What makes the cane, now owned by the Whittier Home Association in Amesbury, so desirous to curators of the art gallery is that it was made from wood salvaged from the hall that burned to the ground three days after it was dedicated in May 1838.
Whittier wrote the dedication poem to celebrate the inauguration of Pennsylvania Hall, a large building constructed on Broad Street in Philadelphia to serve as a headquarters for the antislavery movement during the 19th century.
The burning of the building that same weekend was considered one of the most historic of the conflicts between abolitionists and anti-abolitionist mob. The mob called for Whittier, a well-known antislavery editor and writer, to be hung.
Considering Whittier’s role at Pennsylvania Hall and his abolitionist background, the idea of temporarily obtaining the cane made perfect to sense to exhibit organizers.
“As you know, original objects related to this story are few and far between. I was delighted to hear that the John Greenleaf Whittier Home Association owns a cane made from salvaged ruins and doubly delighted to hear that it was being lent for exhibition,” Temple University Distinguished Lecturer Kenneth Finkel recently said in a email.

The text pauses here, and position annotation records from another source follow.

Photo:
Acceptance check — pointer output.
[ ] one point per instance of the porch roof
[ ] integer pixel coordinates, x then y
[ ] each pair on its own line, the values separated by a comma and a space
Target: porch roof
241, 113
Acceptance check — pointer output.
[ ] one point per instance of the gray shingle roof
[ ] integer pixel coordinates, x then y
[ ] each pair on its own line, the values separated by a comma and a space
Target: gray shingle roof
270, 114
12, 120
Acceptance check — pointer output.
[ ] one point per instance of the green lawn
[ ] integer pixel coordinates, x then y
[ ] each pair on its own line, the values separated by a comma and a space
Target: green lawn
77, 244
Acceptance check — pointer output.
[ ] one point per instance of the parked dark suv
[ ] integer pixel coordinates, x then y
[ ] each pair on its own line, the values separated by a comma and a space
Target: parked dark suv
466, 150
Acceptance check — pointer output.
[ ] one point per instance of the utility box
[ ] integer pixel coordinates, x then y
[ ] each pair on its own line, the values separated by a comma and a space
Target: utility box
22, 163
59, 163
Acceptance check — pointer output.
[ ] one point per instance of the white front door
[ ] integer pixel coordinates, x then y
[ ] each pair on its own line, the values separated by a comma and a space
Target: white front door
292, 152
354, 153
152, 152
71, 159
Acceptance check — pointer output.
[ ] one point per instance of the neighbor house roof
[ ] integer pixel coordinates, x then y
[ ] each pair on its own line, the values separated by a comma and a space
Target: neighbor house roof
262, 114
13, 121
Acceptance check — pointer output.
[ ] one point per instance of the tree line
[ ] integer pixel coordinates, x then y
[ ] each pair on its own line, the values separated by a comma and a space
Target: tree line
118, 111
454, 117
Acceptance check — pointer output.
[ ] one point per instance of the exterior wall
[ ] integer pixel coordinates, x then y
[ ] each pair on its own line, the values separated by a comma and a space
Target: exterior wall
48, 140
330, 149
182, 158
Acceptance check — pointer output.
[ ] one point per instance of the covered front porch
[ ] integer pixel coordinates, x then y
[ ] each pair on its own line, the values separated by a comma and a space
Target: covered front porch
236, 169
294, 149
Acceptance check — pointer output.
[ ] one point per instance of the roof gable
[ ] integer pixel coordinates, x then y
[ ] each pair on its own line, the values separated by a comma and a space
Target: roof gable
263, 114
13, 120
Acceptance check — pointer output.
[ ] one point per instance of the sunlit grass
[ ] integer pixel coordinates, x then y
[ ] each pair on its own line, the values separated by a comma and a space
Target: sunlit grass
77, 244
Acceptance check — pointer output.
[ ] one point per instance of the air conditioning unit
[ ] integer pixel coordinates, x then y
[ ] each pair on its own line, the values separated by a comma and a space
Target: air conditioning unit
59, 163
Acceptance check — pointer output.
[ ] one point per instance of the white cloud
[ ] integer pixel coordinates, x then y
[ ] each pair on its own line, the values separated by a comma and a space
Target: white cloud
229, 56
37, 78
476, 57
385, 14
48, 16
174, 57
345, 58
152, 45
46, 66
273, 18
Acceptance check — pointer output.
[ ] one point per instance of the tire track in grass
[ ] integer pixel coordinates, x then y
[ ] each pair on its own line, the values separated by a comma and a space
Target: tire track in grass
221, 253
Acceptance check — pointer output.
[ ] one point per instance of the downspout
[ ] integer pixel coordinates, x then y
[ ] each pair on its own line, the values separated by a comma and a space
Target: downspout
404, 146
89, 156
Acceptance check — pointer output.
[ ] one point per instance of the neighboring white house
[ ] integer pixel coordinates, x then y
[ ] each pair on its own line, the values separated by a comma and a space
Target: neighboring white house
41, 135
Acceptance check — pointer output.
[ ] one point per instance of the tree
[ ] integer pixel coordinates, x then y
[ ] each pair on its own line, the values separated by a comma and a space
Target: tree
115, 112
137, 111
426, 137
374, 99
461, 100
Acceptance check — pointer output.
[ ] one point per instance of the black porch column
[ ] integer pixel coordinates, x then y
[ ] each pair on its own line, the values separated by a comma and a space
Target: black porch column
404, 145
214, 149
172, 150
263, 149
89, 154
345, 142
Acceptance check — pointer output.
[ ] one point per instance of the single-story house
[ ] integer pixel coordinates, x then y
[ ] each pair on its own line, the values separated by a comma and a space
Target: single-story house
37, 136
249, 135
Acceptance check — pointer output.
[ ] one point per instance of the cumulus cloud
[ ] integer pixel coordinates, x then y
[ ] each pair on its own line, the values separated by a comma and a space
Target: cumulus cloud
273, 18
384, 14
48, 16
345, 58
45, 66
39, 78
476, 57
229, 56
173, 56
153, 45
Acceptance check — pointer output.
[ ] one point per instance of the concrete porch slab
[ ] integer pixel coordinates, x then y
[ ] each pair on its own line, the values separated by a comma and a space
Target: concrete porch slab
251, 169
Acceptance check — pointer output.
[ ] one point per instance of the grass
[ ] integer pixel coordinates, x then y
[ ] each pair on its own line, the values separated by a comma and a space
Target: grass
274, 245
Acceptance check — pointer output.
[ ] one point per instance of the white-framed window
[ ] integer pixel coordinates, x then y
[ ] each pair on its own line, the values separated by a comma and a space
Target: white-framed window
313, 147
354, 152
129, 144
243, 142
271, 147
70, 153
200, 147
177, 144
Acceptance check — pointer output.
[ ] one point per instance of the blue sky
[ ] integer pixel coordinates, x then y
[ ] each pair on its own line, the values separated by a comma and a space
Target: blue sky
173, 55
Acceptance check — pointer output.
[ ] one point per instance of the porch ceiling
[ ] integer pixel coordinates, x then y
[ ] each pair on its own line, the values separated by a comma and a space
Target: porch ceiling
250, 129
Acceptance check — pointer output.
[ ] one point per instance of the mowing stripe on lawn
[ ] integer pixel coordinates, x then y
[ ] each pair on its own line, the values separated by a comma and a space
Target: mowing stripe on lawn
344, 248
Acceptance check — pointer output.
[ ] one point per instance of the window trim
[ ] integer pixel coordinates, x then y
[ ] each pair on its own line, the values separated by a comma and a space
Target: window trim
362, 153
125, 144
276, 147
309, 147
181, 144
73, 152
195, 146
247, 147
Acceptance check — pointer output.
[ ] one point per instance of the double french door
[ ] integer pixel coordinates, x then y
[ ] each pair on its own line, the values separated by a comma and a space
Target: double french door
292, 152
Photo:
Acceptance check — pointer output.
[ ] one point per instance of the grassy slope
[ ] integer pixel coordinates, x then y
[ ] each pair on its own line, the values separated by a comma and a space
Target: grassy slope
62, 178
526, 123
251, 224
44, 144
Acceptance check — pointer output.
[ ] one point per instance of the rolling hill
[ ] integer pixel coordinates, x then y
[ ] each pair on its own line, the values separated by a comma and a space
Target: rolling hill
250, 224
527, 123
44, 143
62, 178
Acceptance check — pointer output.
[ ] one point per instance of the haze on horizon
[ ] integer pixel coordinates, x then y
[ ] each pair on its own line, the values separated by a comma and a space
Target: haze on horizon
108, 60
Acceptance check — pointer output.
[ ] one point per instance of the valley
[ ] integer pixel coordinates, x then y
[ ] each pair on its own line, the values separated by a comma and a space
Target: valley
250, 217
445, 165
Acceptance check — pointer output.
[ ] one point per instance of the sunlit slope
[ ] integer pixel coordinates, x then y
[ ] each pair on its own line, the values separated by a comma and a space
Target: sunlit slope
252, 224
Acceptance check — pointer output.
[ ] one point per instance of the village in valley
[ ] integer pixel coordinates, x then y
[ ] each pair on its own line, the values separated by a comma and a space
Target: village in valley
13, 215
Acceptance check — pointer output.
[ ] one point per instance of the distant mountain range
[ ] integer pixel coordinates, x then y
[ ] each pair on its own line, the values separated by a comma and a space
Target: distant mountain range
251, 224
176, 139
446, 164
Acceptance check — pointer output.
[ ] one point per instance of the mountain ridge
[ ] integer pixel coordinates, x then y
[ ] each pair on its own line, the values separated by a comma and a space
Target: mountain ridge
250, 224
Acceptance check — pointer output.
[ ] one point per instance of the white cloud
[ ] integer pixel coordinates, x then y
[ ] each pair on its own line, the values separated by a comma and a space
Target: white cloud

“This presence of this artifact will drive home the point that the destruction of Pennsylvania Hall was a momentous occasion at the time and in the life of the nation since. I cannot imagine a better time for this loan.”
According to Cynthia Costello, president of the Whittier Home Association, Whittier was inside Pennsylvania Hall when the mob set fire to the building. Whittier was able to escape the blaze and blend in with the protesters who originally chanted “Kill Whittier” by joining in with the chant.
“He made it through, but he was severely set back physically and emotionally. That was really a major blow,” Costello said.
As a token of appreciation for his involvement with the abolitionist movement, Whittier was presented with the cane currently on its way to Philadelphia.
Costello said she expects the cane to be returned to the Whittier Home on Friend Street by the end of the month.
Until then, she said, board members are excited that Whittier is getting more recognition for his abolitionist past.
“We’re so pleased and proud,” Costello said.